A two-dimensional high-order explicit analytical solution model for symmetric wedges entering water

Abstract

The slamming phenomenon is a highly concerned fluid structure coupling problem in the engineering field. Based on the original MLM(Modified Logvinovich Mode), an explicit solution for the higher-order MLM slamming model is derived. The second-order velocity potential, pressure distribution and slamming force can be quickly evaluated. The derived second-order MLM slamming model is compared with the first-order solution and numerical results. Sensitivity analysis reveals that for small angles ($\beta \le {15}^{\circ }$), both first-order and second-order MLM solutions can provide sufficiently accurate slamming solutions. However, for larger deadrise angles ($\beta >{15}^{\circ }$), the second-order solution becomes increasingly significant. The excess second-order pressure cannot be ignored, achieving a $60\%$ proportion.

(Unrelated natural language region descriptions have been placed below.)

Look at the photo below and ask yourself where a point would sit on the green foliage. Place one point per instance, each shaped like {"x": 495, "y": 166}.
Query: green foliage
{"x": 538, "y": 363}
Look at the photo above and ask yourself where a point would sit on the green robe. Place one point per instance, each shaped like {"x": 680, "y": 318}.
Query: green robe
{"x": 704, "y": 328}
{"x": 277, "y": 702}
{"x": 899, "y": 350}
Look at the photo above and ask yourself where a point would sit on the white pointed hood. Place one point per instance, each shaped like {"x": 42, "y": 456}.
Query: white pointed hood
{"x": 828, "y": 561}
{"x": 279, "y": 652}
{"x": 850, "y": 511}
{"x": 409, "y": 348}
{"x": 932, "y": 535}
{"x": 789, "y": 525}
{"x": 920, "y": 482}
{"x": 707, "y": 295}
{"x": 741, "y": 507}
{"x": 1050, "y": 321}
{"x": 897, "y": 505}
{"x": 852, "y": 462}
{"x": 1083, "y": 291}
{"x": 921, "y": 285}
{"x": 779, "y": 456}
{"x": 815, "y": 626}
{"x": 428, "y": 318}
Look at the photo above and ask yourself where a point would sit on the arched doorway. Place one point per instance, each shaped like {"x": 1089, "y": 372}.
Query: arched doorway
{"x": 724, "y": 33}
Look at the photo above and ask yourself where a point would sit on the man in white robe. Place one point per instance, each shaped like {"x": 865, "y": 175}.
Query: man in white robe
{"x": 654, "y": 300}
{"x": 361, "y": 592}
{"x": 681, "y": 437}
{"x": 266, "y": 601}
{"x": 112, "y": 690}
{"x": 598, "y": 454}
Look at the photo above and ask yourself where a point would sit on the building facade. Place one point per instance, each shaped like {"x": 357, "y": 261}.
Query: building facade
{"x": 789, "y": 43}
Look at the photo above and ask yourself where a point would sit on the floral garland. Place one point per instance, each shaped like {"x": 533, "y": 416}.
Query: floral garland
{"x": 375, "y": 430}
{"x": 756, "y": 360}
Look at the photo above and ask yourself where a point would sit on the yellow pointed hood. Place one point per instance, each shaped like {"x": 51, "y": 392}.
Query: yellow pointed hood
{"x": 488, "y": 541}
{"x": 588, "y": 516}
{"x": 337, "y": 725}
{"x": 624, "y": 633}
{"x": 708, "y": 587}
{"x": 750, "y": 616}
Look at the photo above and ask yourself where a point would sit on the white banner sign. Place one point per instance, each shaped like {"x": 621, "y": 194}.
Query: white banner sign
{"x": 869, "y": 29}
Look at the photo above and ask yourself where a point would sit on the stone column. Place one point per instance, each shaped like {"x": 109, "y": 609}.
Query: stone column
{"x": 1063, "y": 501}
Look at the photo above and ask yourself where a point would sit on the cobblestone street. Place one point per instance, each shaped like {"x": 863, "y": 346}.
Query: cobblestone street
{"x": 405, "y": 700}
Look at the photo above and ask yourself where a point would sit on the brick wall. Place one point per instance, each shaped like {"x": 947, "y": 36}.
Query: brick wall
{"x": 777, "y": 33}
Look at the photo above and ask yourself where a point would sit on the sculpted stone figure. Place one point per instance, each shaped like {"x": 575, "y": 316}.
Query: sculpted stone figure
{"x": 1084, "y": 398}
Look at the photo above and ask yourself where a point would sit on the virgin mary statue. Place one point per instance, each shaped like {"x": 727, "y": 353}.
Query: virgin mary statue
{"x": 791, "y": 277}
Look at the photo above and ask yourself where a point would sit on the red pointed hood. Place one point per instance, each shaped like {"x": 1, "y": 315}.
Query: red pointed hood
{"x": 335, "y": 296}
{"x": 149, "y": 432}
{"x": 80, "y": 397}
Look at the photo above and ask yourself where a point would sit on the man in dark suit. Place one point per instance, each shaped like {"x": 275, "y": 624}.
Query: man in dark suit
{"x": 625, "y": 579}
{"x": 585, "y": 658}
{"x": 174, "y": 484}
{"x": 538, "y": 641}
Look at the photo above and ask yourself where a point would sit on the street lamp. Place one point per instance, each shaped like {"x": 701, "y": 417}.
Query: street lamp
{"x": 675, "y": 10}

The accuracy of the first-order MLM solutions cannot be guaranteed for large $\beta$ cases, with an error of up to $48\%$, with the difference in slamming force growing more pronounced as $\beta$ increases. For larger $\beta$ values, the second-order MLM solution is more consistent with the numerical results, while the accuracy of the first-order MLM solution decreases. The study concludes that the second-order MLM model expands the applicability of the MLM slamming model to larger deadrise angles, providing a new method for rapid assessment of slamming problems in structures with large $\beta$.